El viajero que, desde la meseta, se dirige al interior de Cantabria, tras abandonar el Páramo de la Masa y emprender el exigente descenso del puerto de La Mazorra, avista desde las alturas el pueblo de Valdenoceda, situado en un valle cautivador, en el que destaca una soberbia torre exenta.
Siempre que me ocurrió
descender ese puerto (y ha sido muchas veces en mi vida, a Dios gracias) sentía
una extraña sensación anímica: por una parte, la belleza del panorama, con la
torre y la población al fondo; por otra,
la fuerza totémica de esa maravillosa torre. Pero con ser mucha la belleza y el
poder de atracción de todo ello, no bastaba a explicar el sobrecogimiento y
congoja que me poseía mientras bajaba, y que no se me pasaba hasta que, pasado
el pueblo, me topaba con el río Ebro en una estrecha garganta. Entonces acudían
otro tipo de emociones, acompañadas por el poderoso vuelo de las águilas y la
atención al tomar las curvas.
Años después supe que en tan
hermoso paraje había existido una prisión, adonde, tras la guerra civil, se
llevó a muchos presos republicanos, bastantes de los cuales allí dejaron sus
vidas.
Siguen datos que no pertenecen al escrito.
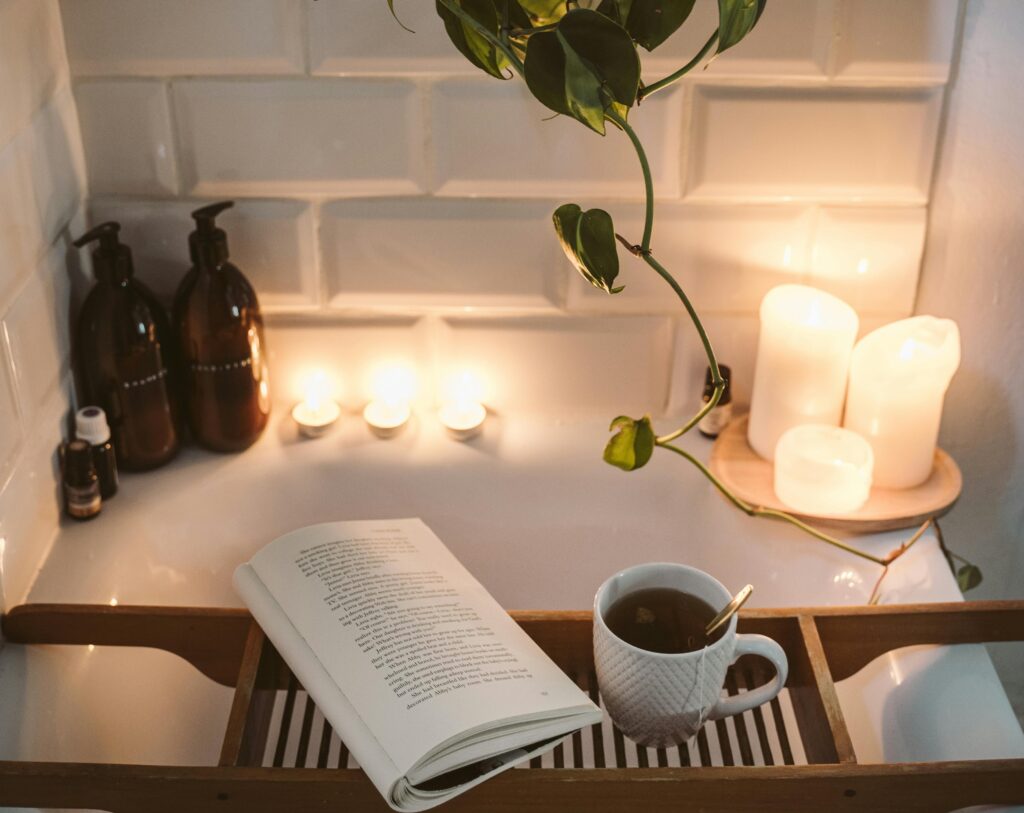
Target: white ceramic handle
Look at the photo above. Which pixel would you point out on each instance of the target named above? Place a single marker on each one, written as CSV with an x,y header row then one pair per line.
x,y
767,648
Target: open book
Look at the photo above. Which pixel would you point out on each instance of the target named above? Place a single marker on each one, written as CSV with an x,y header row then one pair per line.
x,y
426,679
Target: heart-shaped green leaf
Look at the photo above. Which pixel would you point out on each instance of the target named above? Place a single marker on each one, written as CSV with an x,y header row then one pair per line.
x,y
543,12
582,67
632,445
589,241
651,22
472,45
390,5
736,18
968,578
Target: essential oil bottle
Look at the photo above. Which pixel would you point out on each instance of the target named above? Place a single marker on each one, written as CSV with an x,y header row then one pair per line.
x,y
90,425
81,484
715,421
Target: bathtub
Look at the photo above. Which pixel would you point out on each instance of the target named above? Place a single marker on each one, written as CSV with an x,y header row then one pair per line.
x,y
530,510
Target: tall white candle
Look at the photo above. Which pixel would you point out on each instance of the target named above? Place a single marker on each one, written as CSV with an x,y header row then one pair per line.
x,y
803,358
898,380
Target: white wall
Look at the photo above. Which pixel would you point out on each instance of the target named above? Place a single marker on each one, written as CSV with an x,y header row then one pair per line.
x,y
41,206
974,272
386,185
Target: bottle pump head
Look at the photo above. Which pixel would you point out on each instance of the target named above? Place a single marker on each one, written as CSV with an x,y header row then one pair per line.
x,y
208,245
112,259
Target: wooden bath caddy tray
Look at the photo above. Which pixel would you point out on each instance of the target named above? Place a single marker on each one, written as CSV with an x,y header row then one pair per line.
x,y
279,754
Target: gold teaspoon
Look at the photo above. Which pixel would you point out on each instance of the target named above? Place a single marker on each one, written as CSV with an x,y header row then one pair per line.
x,y
728,610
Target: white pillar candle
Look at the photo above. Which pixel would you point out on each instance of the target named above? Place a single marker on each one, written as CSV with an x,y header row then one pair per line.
x,y
898,379
803,358
822,470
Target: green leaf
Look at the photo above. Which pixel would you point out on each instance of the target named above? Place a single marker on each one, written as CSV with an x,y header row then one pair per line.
x,y
735,19
969,576
587,63
589,241
543,12
390,5
472,45
632,445
651,22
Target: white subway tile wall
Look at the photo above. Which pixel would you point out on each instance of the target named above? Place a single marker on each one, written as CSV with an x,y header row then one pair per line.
x,y
381,177
304,137
129,38
42,186
445,252
126,129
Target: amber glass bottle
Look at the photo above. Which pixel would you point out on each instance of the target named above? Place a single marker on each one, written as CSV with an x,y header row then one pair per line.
x,y
124,353
220,340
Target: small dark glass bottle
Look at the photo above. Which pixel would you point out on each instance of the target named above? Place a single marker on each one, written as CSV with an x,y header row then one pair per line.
x,y
81,484
715,421
90,425
123,352
220,335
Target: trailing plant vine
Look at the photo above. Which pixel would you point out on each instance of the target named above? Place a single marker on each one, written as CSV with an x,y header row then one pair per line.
x,y
582,59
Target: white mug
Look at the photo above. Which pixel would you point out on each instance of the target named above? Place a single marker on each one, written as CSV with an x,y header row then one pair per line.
x,y
659,699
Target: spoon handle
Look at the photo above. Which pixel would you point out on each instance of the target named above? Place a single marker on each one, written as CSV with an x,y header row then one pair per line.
x,y
729,609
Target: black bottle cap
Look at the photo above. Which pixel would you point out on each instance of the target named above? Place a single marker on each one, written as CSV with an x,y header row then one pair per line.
x,y
112,259
710,385
78,467
208,245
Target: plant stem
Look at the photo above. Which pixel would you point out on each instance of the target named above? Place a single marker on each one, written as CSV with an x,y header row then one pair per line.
x,y
644,252
489,36
662,83
648,182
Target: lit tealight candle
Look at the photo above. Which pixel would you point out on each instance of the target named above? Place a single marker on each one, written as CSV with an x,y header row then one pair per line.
x,y
389,411
803,358
317,411
898,380
463,414
822,470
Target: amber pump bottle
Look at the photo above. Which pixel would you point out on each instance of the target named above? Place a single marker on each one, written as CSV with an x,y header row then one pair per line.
x,y
124,351
220,335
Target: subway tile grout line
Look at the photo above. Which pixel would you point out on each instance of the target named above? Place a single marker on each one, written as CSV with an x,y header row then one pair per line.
x,y
940,136
780,81
304,37
316,210
839,13
177,138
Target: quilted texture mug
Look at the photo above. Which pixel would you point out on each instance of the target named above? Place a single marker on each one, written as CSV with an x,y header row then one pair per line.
x,y
659,699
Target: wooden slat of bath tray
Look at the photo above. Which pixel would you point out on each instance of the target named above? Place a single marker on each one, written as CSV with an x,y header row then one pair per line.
x,y
819,642
297,735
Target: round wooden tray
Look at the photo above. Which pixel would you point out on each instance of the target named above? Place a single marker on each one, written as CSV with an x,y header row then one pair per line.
x,y
752,478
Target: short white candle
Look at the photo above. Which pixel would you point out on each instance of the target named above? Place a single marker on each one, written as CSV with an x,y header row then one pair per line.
x,y
389,410
803,358
386,418
898,380
463,420
317,411
822,470
463,414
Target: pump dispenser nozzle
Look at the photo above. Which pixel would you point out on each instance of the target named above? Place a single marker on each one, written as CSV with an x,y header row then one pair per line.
x,y
112,259
208,245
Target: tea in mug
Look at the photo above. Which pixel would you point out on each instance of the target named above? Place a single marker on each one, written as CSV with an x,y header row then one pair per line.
x,y
663,619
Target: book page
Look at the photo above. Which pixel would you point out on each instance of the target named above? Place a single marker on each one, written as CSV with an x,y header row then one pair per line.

Pensé entonces que era el dolor y sufrimiento acumulado en ese espacio
lo que me generaba esa extraña sensación de deslumbramiento y congoja que me
poseía siempre al pasar por allí. Más tarde aún supe que en esa prisión estuvo
recluido Juan Antonio Gaya Nuño, uno de los más notables historiadores y críticos
de arte que en nuestro país ha habido.